When it comes to her career, Christian has not been idle. Currently, she is totally DIY. She is her own manager and booking agent, though recently she has been in talks with a booking agency.
She has also been preparing for the April release of her extended play album “Hope.” Christian travelled to the outskirts of Muscle Shoals to record at Studio 144 in Killen, Ala. Local session musicians such as bassist Mel Knapp and drummer David Donald (Hillbilly Deluxe) joined Christian in the studio. West Virginia’s Dave McCormick (a regular at the Frank Brown Songwriters Festival) also lent his talents on the lap steel, Dobro, lead guitar and mandolin for the creation of “Hope.”

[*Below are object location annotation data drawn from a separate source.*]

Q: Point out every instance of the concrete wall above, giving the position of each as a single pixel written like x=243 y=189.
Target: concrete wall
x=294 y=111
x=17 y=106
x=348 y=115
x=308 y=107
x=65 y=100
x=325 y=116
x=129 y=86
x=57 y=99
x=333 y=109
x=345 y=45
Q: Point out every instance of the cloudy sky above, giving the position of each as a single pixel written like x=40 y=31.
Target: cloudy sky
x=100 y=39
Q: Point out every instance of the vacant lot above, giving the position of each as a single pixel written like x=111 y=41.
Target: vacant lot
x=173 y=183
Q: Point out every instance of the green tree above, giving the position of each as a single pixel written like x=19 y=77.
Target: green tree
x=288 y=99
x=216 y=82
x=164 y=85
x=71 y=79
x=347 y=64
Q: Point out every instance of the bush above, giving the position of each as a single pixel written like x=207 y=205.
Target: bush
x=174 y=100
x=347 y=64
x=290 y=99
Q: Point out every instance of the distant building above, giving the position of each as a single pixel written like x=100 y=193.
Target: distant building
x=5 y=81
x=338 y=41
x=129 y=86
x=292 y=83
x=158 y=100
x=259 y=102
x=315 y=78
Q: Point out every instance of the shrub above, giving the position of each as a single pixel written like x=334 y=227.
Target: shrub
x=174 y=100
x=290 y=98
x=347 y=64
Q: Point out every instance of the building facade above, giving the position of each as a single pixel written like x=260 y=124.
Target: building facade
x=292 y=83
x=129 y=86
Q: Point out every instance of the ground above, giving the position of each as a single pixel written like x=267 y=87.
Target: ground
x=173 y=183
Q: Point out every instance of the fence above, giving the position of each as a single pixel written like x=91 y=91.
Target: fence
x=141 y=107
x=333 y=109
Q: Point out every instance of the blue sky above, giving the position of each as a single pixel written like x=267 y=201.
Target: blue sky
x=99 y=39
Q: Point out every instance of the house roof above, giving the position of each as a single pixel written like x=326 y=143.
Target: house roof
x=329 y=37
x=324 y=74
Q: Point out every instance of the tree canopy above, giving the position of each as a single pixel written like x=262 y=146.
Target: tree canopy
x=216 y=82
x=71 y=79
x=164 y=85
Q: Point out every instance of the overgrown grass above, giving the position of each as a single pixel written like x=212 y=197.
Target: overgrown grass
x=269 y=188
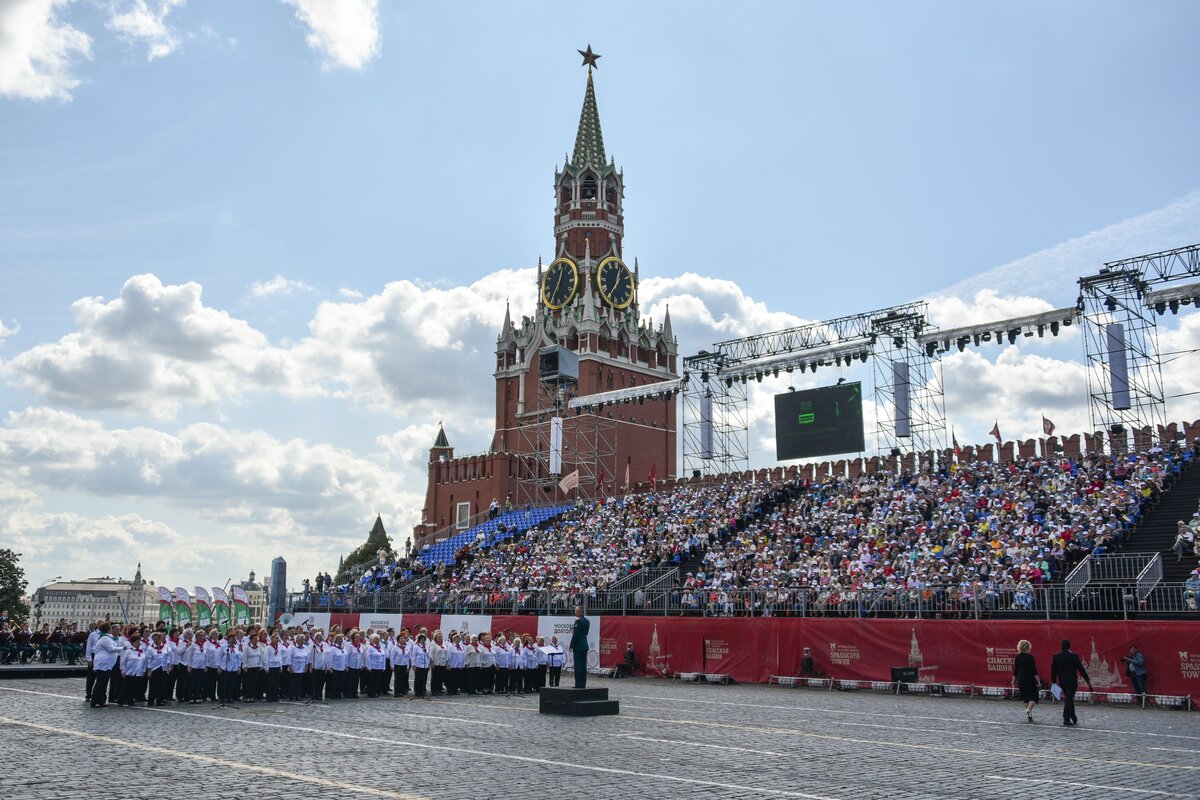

The musical background of each musician created what Christian called a “cool vibe” in the studio. Knapp comes from a rock background, and Donald focuses on country. McCormick brought the mountain sounds of West Virginia to the mix. The group had only four days to record this album, and Christian will be the first to admit that it was “crunch time.” On her own, Christian spent 12 hours a day working in the studio. She found this intense creation experience to be a perfect introduction to her future endeavors in the studio.
“It was a cool process, but I was also like, ‘This is what we’re going to do, and this is how it’s going to be when I really start recording in Nashville,’” said Christian.
The public has been able to sample this album at her live performances and on her website. Songs such as “Weathered Love” and “With or Without You” conjures up the twang of the old school while maintaining a fresh attitude towards the genre. This allows Christian to transcend several generations of country fans.
Her music has also been reaching the right outlets. According to Christian, she will be signing a beneficial publishing deal before the end of March.
Until the release of “Hope,” locals can catch Christian at one of her numerous gigs across the Southeast, including the Southern Sisters Tour at the Old 27 Grill. If this trio of songstresses meets their goal, then they should have many new fans by the end of the tour.
“We put this together to share fans and spread our music throughout Alabama,” Christian said. “So far, it’s got a lot of attention, so we’re really happy that it came together like it has. We can’t wait to play everywhere down here. It’s going to be a lot of fun.”
Band: Southern Sisters Tour
Date: Thursday, March 27 at 6:30 p.m.